Un buen plan organiza las cargas de entrenamiento de forma progresiva y combina diferentes estímulos con periodos adecuados de recuperación.
A lo largo de las semanas deberían aparecer sesiones con objetivos distintos: rodajes, trabajo de intensidad, ritmos específicos, sesiones más largas, recuperación...
La clave está en que cada entrenamiento tenga una razón de ser dentro de un proceso más amplio.
No entrenas únicamente para completar la sesión de hoy. Entrenas pensando en cómo quieres llegar dentro de varias semanas al día de tu carrera.
2. Evitas entrenar demasiado… o demasiado poco
Uno de los problemas de entrenar sin planificación es que resulta fácil equivocarse con la carga.
Hay corredores que, cuando se sienten bien, aumentan rápidamente kilómetros e intensidad. Otros repiten siempre las mismas sesiones y terminan entrenando por debajo del estímulo que necesitan para progresar.
Un plan estructurado permite encontrar un equilibrio entre carga, intensidad y recuperación.
Y esto es especialmente importante cuando estás preparando objetivos exigentes como una media maratón o un maratón.
3. Trabajas todas las capacidades que necesitas
Es normal que acabemos haciendo aquello que más nos gusta.
Si disfrutas corriendo rápido, probablemente quieras hacer más entrenamientos intensos. Si prefieres correr tranquilo, puede que evites las sesiones más exigentes.
Pero tu cuerpo no entiende de preferencias.
Una preparación completa debe trabajar diferentes capacidades: base aeróbica, resistencia, ritmos, intensidad, recuperación y control del esfuerzo, entre otras.
La planificación evita que entrenes únicamente aquello que ya se te da bien.
4. Sabes qué tienes que hacer cada día
Tener un plan también elimina una pregunta muy habitual:
“¿Qué entreno hoy?”
Cuando tienes un objetivo y una planificación clara, cada sesión forma parte de un camino.
Sabes qué toca hacer, qué objetivo tiene ese entrenamiento y cómo encaja dentro de tu preparación.
Eso reduce la improvisación y facilita mantener la constancia durante semanas o meses.
5. El plan debe adaptarse a ti, no tú al plan
Aquí está probablemente el punto más importante.
Un plan estructurado no significa un plan rígido.
Tu disponibilidad puede cambiar.
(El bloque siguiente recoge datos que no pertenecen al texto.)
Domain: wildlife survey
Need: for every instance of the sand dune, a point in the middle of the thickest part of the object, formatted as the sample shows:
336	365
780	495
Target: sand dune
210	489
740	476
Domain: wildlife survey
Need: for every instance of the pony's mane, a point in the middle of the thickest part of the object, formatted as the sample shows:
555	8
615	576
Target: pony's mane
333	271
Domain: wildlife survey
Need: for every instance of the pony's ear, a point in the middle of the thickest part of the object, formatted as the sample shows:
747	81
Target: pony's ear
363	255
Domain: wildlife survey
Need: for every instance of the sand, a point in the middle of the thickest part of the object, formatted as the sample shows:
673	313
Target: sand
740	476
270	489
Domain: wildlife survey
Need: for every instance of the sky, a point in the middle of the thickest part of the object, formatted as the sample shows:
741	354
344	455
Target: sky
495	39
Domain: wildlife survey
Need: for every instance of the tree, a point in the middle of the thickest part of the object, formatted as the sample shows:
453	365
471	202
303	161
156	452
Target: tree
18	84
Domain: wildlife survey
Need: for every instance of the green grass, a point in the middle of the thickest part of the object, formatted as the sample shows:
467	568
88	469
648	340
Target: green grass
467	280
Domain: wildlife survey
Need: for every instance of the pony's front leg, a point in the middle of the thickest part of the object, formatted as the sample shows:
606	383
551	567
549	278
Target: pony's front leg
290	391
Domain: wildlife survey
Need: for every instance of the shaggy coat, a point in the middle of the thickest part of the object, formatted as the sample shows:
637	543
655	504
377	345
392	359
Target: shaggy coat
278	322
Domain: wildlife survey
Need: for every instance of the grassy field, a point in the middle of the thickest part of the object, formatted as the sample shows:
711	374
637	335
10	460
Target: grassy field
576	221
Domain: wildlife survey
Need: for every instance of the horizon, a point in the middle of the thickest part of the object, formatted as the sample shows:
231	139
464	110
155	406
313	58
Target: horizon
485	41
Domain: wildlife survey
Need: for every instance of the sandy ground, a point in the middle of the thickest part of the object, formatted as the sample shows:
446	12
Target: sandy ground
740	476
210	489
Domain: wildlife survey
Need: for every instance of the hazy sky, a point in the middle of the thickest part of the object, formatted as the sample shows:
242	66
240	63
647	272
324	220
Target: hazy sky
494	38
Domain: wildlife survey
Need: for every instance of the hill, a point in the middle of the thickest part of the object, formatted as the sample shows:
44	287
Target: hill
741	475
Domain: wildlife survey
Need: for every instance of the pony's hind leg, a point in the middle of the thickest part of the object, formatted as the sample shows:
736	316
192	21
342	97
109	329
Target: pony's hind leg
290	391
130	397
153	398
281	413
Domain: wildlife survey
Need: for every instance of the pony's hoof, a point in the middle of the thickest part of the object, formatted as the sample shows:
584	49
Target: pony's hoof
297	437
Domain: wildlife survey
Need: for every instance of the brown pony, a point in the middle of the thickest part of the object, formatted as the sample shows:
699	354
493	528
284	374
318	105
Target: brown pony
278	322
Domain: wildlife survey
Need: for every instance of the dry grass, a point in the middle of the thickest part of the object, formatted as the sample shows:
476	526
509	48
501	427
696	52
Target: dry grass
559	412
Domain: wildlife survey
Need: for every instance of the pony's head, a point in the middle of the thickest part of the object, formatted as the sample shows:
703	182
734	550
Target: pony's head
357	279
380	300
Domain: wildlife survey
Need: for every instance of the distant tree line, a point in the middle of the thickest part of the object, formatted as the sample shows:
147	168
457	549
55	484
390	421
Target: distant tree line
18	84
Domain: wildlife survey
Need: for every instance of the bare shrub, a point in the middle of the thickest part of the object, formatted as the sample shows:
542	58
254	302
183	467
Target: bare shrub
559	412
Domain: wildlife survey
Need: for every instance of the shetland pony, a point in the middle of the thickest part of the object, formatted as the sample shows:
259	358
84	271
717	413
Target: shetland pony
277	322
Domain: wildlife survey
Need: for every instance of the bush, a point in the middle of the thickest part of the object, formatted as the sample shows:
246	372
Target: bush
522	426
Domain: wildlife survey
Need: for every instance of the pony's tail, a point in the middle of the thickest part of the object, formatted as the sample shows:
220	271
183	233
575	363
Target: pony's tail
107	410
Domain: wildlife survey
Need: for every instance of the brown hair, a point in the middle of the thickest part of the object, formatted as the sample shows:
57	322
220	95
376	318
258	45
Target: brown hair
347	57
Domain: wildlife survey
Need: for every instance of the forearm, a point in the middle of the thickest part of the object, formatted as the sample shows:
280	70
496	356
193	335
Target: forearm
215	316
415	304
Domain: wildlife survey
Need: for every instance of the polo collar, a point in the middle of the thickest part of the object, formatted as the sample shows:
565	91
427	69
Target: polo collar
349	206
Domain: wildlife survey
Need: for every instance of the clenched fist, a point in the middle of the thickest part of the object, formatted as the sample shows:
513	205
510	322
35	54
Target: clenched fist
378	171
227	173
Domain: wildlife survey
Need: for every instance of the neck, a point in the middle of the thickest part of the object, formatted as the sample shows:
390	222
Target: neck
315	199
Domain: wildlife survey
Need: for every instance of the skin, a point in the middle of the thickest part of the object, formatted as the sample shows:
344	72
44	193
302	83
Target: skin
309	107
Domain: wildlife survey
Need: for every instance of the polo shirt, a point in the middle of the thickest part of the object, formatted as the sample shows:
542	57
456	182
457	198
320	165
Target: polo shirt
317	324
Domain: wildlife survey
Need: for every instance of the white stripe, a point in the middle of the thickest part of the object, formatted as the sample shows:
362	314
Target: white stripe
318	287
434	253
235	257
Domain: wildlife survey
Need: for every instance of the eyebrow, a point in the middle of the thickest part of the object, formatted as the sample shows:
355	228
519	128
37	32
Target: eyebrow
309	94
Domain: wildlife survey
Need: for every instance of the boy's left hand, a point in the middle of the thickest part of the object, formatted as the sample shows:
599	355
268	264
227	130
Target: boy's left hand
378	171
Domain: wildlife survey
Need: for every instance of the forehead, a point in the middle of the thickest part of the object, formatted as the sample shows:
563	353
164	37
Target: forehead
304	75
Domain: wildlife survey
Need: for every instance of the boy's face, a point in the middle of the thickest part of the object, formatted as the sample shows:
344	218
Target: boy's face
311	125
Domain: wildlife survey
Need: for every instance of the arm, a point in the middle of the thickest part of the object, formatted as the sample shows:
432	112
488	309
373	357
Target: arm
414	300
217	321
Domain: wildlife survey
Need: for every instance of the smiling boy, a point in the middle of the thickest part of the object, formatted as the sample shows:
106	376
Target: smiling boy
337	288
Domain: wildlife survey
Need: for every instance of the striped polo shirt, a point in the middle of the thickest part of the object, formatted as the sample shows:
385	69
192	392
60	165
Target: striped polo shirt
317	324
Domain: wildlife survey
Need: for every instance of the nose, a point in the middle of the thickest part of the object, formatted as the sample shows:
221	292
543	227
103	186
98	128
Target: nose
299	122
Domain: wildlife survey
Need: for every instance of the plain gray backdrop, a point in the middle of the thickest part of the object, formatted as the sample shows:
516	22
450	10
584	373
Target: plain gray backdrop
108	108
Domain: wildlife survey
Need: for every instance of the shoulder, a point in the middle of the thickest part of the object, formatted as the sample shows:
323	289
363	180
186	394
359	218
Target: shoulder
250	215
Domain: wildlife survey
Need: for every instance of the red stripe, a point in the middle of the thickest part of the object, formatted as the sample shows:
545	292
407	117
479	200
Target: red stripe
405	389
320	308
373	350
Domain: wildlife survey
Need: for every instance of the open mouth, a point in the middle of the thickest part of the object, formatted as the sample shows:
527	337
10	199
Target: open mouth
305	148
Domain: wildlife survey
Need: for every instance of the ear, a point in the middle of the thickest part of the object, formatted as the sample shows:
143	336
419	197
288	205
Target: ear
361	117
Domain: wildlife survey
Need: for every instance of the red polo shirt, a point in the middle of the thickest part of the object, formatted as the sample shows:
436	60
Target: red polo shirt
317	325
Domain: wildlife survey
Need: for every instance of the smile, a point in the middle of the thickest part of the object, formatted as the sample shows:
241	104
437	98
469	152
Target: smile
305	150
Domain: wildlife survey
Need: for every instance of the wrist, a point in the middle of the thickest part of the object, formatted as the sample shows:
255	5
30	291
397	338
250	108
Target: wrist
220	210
Puedes perder una sesión, sentir más fatiga de lo previsto o evolucionar más rápido o más lento.
Por eso, una buena planificación debería tener en cuenta tu nivel, tu objetivo, los días que puedes entrenar y tu evolución durante el proceso.
Dos corredores que preparan exactamente la misma carrera no necesariamente deberían realizar el mismo entrenamiento.
Entrena con un objetivo, no por improvisación
En Vercho creemos que entrenar mejor no significa simplemente entrenar más.
Significa que cada entrenamiento tenga sentido dentro de tu objetivo.
Por eso, Vercho crea un plan de entrenamiento adaptado a ti y a la carrera que estás preparando, organizando tu preparación para que sepas qué hacer en cada momento.
Tú entrenas. Vercho planifica.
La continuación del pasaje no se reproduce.